Mahir and I are both huge government/policy nerds (moreso him than me). We were talking about how this was our last Hackathon and we wanted to do something fun and interesting to us - enter The Alito Index.

What it does

Justice Samuel Alito is one of the most pro-corporate justices in the Supreme Court, paving the way for better tax and social benefits for them while not being as friendly to most middle class Americans.

We hypothesized - what if there was a way to tell, based on the make-up of Congress in a specific cycle, if the market would react a specific way?

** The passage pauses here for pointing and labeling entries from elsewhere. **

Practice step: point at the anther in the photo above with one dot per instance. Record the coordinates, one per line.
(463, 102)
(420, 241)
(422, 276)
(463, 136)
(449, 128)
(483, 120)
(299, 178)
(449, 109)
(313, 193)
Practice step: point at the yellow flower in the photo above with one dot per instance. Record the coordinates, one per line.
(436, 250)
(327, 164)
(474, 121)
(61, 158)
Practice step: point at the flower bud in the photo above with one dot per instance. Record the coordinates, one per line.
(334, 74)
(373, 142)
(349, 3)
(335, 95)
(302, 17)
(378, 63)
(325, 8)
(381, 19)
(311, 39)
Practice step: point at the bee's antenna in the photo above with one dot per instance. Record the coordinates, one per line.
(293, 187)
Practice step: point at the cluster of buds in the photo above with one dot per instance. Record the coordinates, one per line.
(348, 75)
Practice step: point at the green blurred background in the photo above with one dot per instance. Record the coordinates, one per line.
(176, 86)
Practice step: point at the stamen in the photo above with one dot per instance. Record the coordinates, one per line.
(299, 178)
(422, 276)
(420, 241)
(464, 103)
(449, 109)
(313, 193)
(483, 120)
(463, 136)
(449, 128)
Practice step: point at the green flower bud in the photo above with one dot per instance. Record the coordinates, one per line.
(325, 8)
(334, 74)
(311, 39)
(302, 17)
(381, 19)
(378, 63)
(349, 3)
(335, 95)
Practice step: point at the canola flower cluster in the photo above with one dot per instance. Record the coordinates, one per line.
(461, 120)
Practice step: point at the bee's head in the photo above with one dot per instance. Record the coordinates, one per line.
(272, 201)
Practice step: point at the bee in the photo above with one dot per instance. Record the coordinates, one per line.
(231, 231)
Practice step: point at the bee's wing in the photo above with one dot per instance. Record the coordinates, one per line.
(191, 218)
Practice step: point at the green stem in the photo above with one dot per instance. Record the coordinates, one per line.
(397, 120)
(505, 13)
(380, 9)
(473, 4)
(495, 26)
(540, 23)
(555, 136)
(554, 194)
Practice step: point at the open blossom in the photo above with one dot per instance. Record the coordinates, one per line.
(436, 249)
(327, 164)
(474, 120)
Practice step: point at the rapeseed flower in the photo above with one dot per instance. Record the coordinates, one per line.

More specifically, would the make-up of the Congressional class, in relation to have similar physical features as Justice Samuel Alito, have an effect on the market and its trends?

How we built it

We built it in two-fold - Mahir spent his time organizing 5 years worth of quantitative data from over 100 securities (kindly provided by Goldman Sachs) to understand what kind of effects a specific Alito Index would have on an industry and it's related securities.

On my end, I spent my time classifying 3500 unique data points of Congressional photos, from 6 different Congressional classes. I trained a facial recognition model and image classification model to understand who Samuel Alito was, and what his physical features were, and then fed massive datasets to eventually get an Alito Index for each member of Congress.

Once each member of Congress was assigned an Alito Index, we could simply average each Congressional Classes Alito Index, and apply it to the 5 year dataset of Securities, and look for instances of correlation.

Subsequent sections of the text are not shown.